I’m recently back from Austin, where I spoke at the annual meeting of the Texas Library Association. My topic was America’s War On Sex, Libraries, & Librarians. I’m pleased to say I was warmly received.
And I sure learned plenty from them—some of it heartening, some of it scary. And some of what they said was sadly familiar. Just a few notes:
* A small number of people can cause a lot of trouble.
In almost every community, some people feel terrified that people—young or otherwise—are being exposed to immoral, inappropriate, unpatriotic, or dangerous material in the library. One might argue that that’s exactly when a library is doing its job, but of course not everyone agrees with that mission statement.
Thirty years ago, educator Sol Gordon said that “it only takes four people to disrupt a school board meeting, and only five to take over a school board.” It turns out the same is true of library boards.
Most librarians reported that without active, vocal boards, their library would be reduced to a half-dozen cookbooks.
* Every library offers the public computers.
And that means dealing with questions of “access”: who can watch? What can people view? How much protection do other patrons need?

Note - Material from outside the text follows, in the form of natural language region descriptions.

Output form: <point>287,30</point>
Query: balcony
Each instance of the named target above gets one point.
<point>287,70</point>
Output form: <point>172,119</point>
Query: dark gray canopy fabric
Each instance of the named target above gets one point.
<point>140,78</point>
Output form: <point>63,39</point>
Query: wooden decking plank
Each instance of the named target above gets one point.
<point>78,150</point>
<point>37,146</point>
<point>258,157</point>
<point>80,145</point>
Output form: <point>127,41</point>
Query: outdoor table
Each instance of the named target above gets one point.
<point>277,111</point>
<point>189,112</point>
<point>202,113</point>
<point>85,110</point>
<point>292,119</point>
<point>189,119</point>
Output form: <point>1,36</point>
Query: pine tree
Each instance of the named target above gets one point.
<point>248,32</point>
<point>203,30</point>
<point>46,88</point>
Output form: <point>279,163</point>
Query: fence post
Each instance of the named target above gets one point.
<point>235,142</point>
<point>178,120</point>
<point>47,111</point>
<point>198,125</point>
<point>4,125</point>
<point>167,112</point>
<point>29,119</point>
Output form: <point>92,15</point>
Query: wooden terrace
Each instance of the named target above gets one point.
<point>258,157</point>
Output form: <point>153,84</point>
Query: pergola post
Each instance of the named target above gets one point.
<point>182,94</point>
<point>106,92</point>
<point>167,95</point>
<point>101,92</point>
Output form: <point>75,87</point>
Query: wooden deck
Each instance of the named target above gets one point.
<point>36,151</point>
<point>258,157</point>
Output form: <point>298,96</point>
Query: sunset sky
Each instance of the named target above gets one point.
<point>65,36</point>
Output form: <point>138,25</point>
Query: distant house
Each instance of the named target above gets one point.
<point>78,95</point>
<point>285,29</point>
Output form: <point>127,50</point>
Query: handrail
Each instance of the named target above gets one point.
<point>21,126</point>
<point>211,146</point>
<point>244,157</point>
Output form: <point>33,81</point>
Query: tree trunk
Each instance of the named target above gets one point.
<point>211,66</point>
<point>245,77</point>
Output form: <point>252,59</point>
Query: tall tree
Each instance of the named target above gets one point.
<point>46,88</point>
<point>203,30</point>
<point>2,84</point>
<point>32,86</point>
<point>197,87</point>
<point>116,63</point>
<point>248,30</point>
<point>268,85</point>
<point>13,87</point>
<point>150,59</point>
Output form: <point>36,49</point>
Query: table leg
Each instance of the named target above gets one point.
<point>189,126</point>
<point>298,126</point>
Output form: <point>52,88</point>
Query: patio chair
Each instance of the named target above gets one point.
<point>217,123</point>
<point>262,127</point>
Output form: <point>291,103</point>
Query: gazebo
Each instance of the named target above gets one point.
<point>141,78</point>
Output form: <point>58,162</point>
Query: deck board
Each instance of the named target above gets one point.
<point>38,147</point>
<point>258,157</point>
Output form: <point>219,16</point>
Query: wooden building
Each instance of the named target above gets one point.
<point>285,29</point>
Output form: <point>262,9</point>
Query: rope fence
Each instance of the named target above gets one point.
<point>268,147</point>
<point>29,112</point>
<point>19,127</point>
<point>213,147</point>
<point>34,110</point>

Different libraries deal with this “security problem” differently. Some are highly protective of adult patrons’ rights to watch undisturbed. But other librarians told me of security cameras aimed squarely at computer users; to facilitate the photography, one library forbids hats. Some libraries keep records of who looks at what sites, which I’m certain is what libraries and internet cafes in Iran do.
When I asked about the urban legend—thousands of masturbators spending hundreds of hours watching porn on library computers—only two librarians in a room of 200 said they’d seen someone watch porn. And both said it was an old, lonely guy who genuinely hadn’t realized he was being rude.
* Even cataloging books turns out to be a political task.
Should a book about teen life go into “young adult” or “adult”? Some parents and religious leaders fear that certain novels will give kids ideas, so they want them put in the “adult” section, which kids can’t easily access. Some librarians cleverly put books about contemporary teen life in “history,” “sociology,” or other sections to enable young people’s access.
* And the taboo stuff?
These librarians were plenty savvy on dealing with censorship. One talked about keeping certain books with sexual information behind his desk, quietly lending them outside the official system. Another librarian has a collection of gay-themed books that she’s been collecting on her own, which she quietly lends out to people from a dozen small towns that don’t even have libraries.
* How’s book banning going?
Most librarians with whom I spoke wearily acknowledged that books were challenged on a regular basis—“and once in a while, someone has actually read a book that they challenge.”
Since 2001, half the challenges are due to either “sexually explicit” material or “offensive language.” The Color Purple and Catcher in the Rye are among the most banned books each year.
Only a few communities hold actual book burnings, none of them last year in Texas.
* Is reading dangerous?
Inevitably we come back to this question. The biggest fear about Guttenberg’s press was that “too many” people would read. The biggest concern about mass paperback printing in Victorian England was that servants would read and get the “wrong ideas.” And today more than ever there’s concern that kids who read about other kids’ difficulties—physical abuse, alcoholic parents, drug use, rape, exploitative divorcing parents—will somehow want to pursue similar horrible lives.
“Urban fiction” is the new term for these books, and they’re being banned with the ferocity that only self-righteous missionaries can muster.
It’s like withholding Black history books from Blacks, or Jewish history from Jews. Minors are a repressed minority—without the dignity or legitimized outrage of any other such group.
* Of course, it wasn’t work every second of the day.
At dinner one evening, someone ordered peach cobbler. I asked two simple questions—“why cobbler?” and “what makes cobbler different than pie or crisp?”—which had everyone scurrying for their smart phones and iPads in pursuit of historical and etymological treasure. Most librarians LOVE research; one said her job was like playing “Trivial Pursuit” every day.
So: Want to be politically active, but don’t want to run for governor or start a new political party? Get appointed to your local library board. Turns out that’s where a lot of American decisions get made.